Packing for a zero-carbon market

Haverfordwest-based potato packer Puffin Produce is looking to expand by tapping into the potential growth market for zero-carbon potatoes by encouraging its growers down a more sustainable production route.

The group is aiming to make sustainable potatoes affordable by using the natural advantages of the area for spud growing, in terms of high organic matter soils, good rotations in a mixed arable and livestock area and less need for irrigation with the high rainfall.

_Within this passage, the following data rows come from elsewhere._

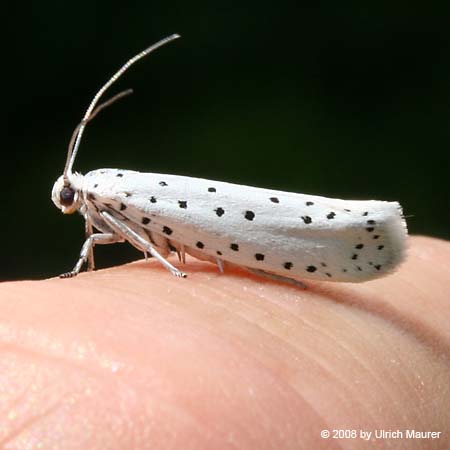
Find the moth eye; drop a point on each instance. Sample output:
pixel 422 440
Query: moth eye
pixel 66 196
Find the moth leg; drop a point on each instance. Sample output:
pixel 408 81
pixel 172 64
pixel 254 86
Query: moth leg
pixel 181 253
pixel 97 238
pixel 90 256
pixel 140 243
pixel 275 277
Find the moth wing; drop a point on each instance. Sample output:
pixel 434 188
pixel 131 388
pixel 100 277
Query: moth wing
pixel 293 235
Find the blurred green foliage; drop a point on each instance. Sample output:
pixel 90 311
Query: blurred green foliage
pixel 349 102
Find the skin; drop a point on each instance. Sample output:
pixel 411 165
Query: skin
pixel 133 358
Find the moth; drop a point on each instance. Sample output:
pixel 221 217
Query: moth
pixel 281 235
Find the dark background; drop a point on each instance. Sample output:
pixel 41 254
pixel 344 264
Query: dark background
pixel 334 100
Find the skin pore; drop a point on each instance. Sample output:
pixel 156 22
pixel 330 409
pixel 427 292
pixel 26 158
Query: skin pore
pixel 134 358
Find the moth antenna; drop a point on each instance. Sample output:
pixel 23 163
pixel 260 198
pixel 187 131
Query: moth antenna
pixel 92 116
pixel 91 112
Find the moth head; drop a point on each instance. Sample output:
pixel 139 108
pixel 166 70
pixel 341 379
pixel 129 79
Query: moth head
pixel 66 196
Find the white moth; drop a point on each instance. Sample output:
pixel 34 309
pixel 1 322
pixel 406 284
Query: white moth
pixel 282 235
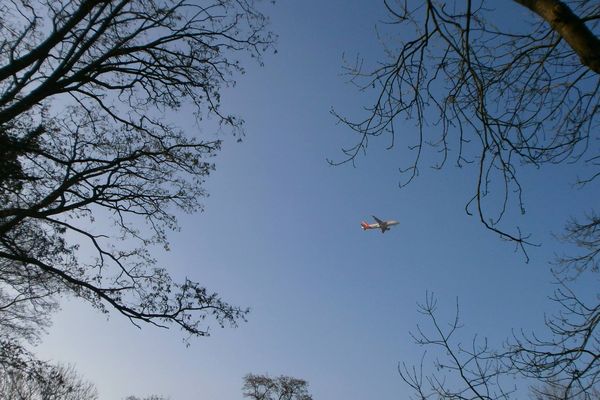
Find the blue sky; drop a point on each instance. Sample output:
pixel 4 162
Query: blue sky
pixel 280 233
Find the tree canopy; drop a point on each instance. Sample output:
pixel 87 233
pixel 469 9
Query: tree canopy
pixel 93 168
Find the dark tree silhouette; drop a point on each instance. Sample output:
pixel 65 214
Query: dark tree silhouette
pixel 91 169
pixel 492 96
pixel 560 363
pixel 44 381
pixel 495 96
pixel 263 387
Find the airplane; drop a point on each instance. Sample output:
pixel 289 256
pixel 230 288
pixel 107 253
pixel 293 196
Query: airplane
pixel 383 225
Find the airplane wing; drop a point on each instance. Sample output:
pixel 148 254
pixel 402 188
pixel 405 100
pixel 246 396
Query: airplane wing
pixel 378 220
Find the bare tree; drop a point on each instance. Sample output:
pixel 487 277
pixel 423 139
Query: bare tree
pixel 263 387
pixel 562 362
pixel 496 97
pixel 45 382
pixel 86 92
pixel 492 96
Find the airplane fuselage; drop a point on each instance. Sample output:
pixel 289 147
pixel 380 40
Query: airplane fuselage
pixel 383 225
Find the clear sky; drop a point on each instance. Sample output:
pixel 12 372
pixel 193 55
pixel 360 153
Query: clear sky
pixel 280 233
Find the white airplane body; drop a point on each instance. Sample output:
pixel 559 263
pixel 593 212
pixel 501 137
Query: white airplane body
pixel 383 225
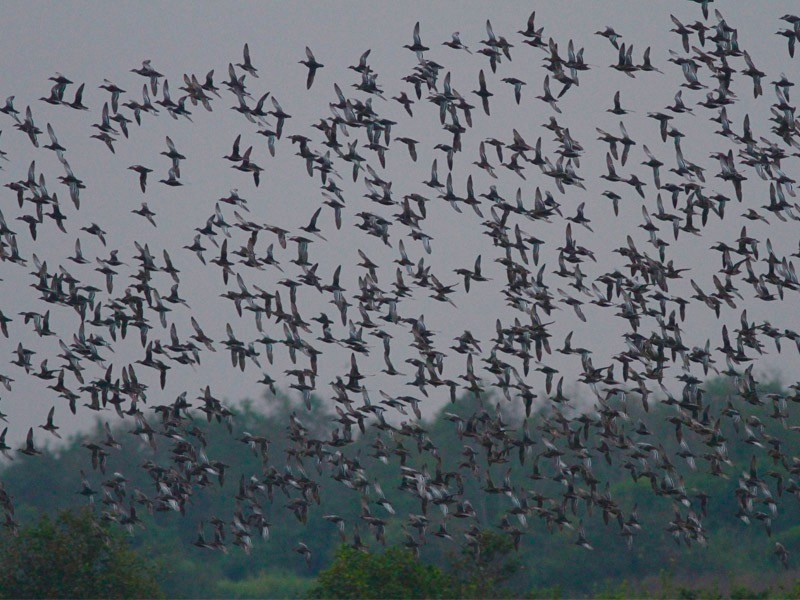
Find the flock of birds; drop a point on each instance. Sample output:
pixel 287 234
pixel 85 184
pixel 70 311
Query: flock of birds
pixel 262 265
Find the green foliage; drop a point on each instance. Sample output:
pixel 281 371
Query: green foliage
pixel 75 556
pixel 274 585
pixel 395 573
pixel 484 570
pixel 548 564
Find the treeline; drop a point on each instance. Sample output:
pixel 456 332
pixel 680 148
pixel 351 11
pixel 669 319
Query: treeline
pixel 545 563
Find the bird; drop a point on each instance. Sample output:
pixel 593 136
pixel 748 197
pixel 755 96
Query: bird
pixel 312 65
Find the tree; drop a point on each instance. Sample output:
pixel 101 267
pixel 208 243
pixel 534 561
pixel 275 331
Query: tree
pixel 396 573
pixel 485 569
pixel 75 556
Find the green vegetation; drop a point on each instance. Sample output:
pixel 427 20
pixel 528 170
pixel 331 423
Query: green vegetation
pixel 75 556
pixel 738 561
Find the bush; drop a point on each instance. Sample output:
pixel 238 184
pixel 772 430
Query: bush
pixel 75 556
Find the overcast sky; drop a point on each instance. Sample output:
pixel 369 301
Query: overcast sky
pixel 88 42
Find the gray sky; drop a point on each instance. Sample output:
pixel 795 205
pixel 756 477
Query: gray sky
pixel 91 41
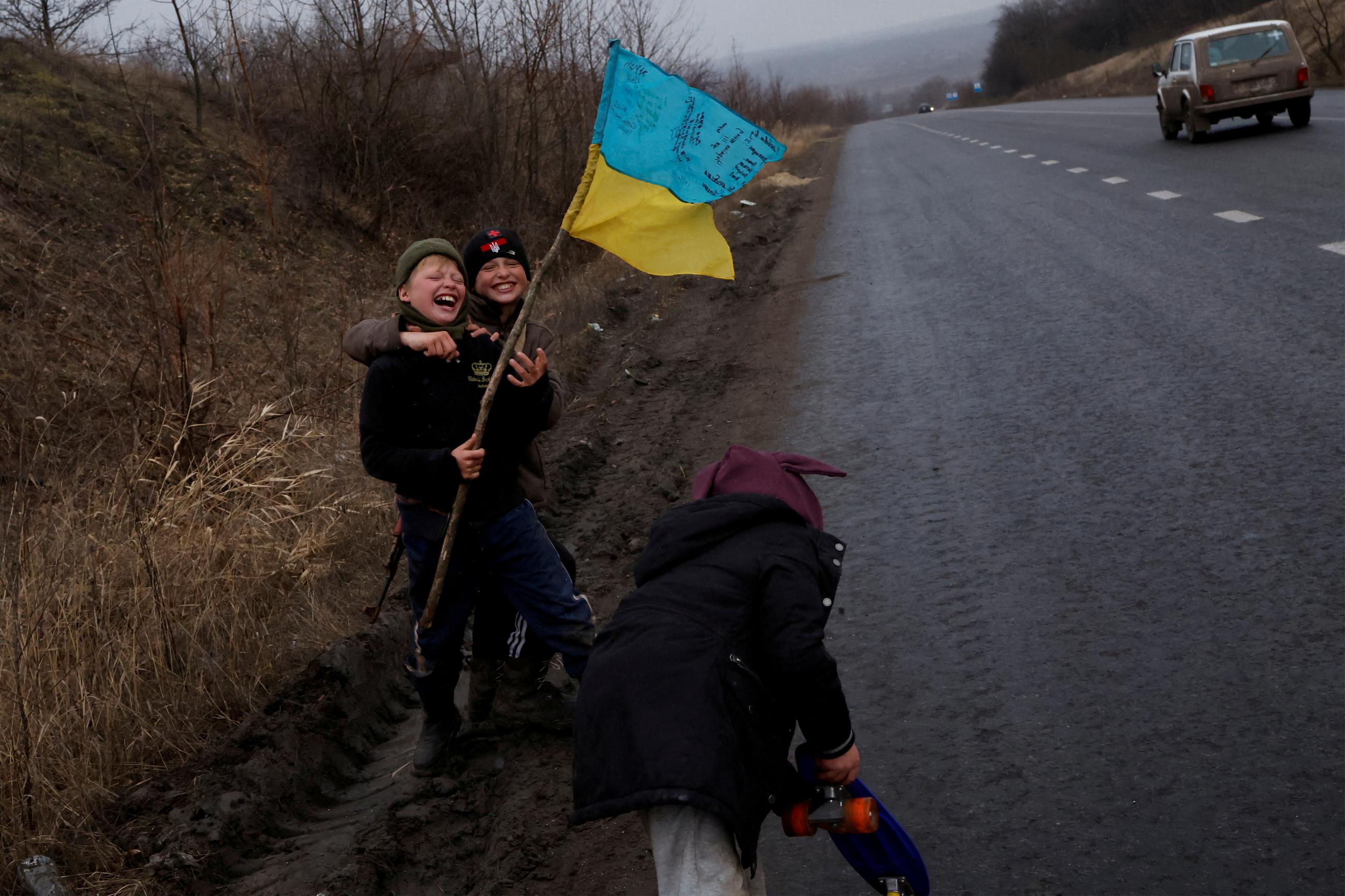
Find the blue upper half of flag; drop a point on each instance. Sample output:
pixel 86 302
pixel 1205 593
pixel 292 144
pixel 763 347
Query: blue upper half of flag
pixel 657 128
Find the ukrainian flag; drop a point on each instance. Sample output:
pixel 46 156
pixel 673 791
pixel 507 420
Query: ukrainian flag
pixel 661 152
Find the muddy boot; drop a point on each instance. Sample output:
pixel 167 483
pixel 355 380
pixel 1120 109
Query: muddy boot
pixel 528 699
pixel 440 723
pixel 438 733
pixel 481 696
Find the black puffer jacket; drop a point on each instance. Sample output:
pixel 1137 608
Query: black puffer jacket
pixel 694 687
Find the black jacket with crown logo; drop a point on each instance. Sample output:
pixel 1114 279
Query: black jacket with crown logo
pixel 416 410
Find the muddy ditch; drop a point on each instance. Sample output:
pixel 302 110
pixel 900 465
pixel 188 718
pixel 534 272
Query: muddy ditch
pixel 314 793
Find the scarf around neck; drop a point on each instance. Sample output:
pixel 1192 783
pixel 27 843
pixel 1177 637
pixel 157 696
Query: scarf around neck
pixel 415 317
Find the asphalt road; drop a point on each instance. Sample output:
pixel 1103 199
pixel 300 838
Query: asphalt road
pixel 1093 630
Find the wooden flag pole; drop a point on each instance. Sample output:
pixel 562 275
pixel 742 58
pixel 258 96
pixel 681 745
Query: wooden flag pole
pixel 516 335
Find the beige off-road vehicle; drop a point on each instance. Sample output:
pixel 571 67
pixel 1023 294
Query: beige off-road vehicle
pixel 1241 72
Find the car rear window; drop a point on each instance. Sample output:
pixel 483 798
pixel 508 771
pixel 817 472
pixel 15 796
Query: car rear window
pixel 1249 48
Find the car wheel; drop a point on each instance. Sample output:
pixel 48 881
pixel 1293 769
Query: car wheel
pixel 1169 128
pixel 1299 112
pixel 1193 132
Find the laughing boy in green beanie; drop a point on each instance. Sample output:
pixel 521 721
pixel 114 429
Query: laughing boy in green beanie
pixel 416 423
pixel 505 654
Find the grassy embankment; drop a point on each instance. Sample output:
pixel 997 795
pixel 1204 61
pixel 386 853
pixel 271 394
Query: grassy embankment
pixel 185 513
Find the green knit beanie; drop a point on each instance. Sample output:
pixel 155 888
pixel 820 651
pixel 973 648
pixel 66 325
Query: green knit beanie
pixel 415 254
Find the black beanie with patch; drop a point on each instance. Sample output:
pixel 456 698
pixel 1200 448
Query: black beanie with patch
pixel 492 242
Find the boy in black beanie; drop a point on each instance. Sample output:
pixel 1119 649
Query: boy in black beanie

Group CEO Huw Thomas says the company is working with six of its growers who can offset the carbon used on their farm, to help them offset carbon emissions through the supply chain, and he has high hopes for the brand’s success

”As the brand grows we hope we will pull in more of our potato growers and the aim is that consumers will pay no more for sustainably produced potatoes,” he says.

The operation, which started out as a growers’ co-operative, has been a limited company since 1995, with an annual turnover of over £30m, and 90% of its business is in potatoes, with the rest in packing cauliflowers, leeks, savoy cabbages and daffodils.

It has 25 Welsh potato growers supplying its packhouse, and within that number there are the six growers who produce potatoes that can offset all the carbon emissions from growing the crop.

Full carbon footprint

Mr Scale is actually offsetting the full carbon footprint of his potatoes completely on farm and through the whole supply chain by growing summer cover crops rather than just in the autumn, while the 110 miles of hedgerows on his farm also help sequester carbon.

The group helps offset the carbon footprint through the supply chain of the other five growers with carbon credit offsets.

The offsetting of carbon emission through the supply chain from Mr Scale is particularly impressive as the group calculate that only 18% of the carbon footprint from growing potatoes in Pembrokeshire comes from the farmer, with the rest from package, transport, cooking and wastage.

The group is a big supplier of potatoes to the Welsh supermarkets, but the big break for the Root Zero brand came in September 2021 with the UK-listing of the brand by Waitrose and the Co-op.

Stephen Mathias, the group’s head of field services, says the cover crops give benefits in terms of cutting nitrogen use.

Testing soils in May on Mr Scale’s farm showed a potato crop after a cover crop had 125kg/ha of soil mineralised nitrogen, while after a maize crop there was only 75kg/ha.

He points out they are growing potato varieties with some blight resistance, such as Orla, which also has good resistance to blackleg, stores well and harvests early, and also the variety Manhattan.

The traditional early “loose skinned” potatoes are grown now by only a handful of Pembrokeshire growers, as this market has declined in recent years due to ability to store competing “baby” potatoes such as Maris Peers over the winter.

The widespread use of fleece also means big East Anglia growers can compete in this early market.